The space photo was captured by Donald Pettit, an active NASA astronaut who has traveled to the International Space Station (ISS) on three separate occasions.
Pettit, a keen astrophotographer, would use his free time during missions to snap photos of space from inside the station’s cupola—a small glass dome made of seven windows that allows astronauts to observe space and the Earth from orbit.
During his last visit to the station in 2012, Pettit set up his Nikon D3s camera in the cupola and left it to take in all the light it could in a 15-minute exposure shot. The result can be seen below.
The photo is blurred deliberately due to the camera continually taking in light for 15 minutes, allowing it to capture motion. The white lines at the top of the image are the trails of distant stars, curved due to the rotation of the space station as it orbits the Earth.
The bottom half of the image shows the Earth itself, with orange streaks of city lights and countless blue dots—each a lightning strike from a storm below.
Pettit posted the photo, which he calls Lightning Bugs, to Reddit on September 11, 2022. By September 21, it had gained over 68,000 likes and hundreds of comments from users.
Speaking to Newsweek, Pettit—now back on Earth—discussed the context behind the photo.
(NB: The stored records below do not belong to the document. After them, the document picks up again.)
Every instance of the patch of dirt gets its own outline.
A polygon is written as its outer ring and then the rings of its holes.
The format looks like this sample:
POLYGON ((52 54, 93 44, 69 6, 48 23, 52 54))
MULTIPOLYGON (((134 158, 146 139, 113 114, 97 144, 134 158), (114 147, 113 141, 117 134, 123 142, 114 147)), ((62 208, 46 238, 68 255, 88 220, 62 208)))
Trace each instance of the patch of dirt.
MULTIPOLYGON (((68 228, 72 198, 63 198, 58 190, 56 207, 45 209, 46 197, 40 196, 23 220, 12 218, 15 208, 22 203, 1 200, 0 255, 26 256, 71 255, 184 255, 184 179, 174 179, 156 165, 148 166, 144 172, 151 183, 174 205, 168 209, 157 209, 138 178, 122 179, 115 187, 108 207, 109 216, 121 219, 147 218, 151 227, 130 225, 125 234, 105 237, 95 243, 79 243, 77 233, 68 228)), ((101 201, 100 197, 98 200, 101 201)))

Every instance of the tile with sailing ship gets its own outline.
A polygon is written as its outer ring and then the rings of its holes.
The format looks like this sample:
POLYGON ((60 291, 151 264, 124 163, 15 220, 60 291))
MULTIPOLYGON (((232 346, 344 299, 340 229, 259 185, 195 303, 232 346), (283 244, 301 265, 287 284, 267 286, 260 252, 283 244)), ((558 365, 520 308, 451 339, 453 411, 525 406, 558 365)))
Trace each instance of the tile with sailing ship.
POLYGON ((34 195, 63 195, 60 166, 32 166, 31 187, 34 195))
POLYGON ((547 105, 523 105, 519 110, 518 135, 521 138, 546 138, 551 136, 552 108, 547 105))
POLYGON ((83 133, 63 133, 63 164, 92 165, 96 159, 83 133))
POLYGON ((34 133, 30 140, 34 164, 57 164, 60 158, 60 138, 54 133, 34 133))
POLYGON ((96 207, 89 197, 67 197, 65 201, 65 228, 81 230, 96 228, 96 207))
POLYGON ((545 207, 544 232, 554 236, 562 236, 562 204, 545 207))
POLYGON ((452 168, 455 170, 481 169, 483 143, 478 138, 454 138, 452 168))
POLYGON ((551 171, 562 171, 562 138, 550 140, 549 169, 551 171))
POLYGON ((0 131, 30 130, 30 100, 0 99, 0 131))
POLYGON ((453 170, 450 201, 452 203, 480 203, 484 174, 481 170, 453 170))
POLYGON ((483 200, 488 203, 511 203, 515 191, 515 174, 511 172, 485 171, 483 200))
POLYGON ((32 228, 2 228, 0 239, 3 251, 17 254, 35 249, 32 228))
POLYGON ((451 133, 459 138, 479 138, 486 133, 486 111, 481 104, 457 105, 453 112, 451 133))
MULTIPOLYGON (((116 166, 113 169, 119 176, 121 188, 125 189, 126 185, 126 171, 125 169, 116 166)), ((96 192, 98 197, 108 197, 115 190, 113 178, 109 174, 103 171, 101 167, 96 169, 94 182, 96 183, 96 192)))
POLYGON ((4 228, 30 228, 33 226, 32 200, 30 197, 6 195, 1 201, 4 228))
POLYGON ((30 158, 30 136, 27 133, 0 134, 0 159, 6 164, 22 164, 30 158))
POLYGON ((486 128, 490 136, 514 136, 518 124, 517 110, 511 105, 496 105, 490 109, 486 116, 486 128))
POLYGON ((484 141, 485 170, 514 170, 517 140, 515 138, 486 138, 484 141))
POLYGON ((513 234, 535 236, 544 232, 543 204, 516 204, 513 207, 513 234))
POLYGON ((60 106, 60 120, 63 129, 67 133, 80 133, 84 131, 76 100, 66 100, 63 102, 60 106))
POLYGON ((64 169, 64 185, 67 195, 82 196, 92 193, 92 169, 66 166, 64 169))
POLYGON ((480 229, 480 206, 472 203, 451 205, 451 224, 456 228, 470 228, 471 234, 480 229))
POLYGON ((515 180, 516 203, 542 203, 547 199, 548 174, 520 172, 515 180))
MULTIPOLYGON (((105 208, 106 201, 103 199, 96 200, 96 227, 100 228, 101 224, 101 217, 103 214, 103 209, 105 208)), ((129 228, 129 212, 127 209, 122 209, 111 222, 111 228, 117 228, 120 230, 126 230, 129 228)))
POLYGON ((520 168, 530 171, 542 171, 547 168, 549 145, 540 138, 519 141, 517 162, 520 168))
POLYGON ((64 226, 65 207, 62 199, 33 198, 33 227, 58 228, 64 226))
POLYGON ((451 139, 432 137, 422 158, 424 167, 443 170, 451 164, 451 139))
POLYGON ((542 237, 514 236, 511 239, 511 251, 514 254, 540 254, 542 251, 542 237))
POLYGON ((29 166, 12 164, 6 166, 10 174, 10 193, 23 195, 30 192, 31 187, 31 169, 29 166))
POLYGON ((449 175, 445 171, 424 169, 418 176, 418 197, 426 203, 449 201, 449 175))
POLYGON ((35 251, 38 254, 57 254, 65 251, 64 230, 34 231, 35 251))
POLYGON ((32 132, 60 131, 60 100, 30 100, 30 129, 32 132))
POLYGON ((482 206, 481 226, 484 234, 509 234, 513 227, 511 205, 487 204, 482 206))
“We work 12- to 14-hour days six days a week on station, and outside of that you are off duty,” he said. “Outside of your normal working hours, you can do whatever you want to, which includes sleeping and eating and staying in touch with your family. And then you can spend that time doing photography. If I could do a couple hours’ of photography a day, that would be a real treat.”
One limiting factor is that the conditions aren’t always right for a photo. The ISS orbits the Earth once every 90 minutes. Of that, there are around 30 minutes in which the ISS is in the shadow of our planet, free from the sun’s glare.
It’s worth the wait, though. “The stars don’t twinkle because the twinkling is an atmospheric phenomena, and the stars are brighter than what you’re used to, and they’re more colorful,” Pettit said.
One notable feature of the image is the green glow that separates the Earth from space. This is a phenomenon called airglow, and it can be similar in color to the shimmering night-sky lights known as the auroras—the Northern and Southern Lights.
However, airglows and auroras are separate phenomena, driven by different processes.
“Auroras are excited by electrons, and other solar particles coming down Earth’s magnetic fields, which is why you see them in the polar regions,” Pettit said. “Air glow is everywhere around on Earth and, and the molecules in the upper atmosphere get excited from solar activity.”
This causes the molecules to collapse to a ground state. An atom is in a ground state when it is at its lowest possible energy as defined by the orbits of its electrons. If an atom enters its ground state from a more excited state, it typically gives off a photon of light in the process.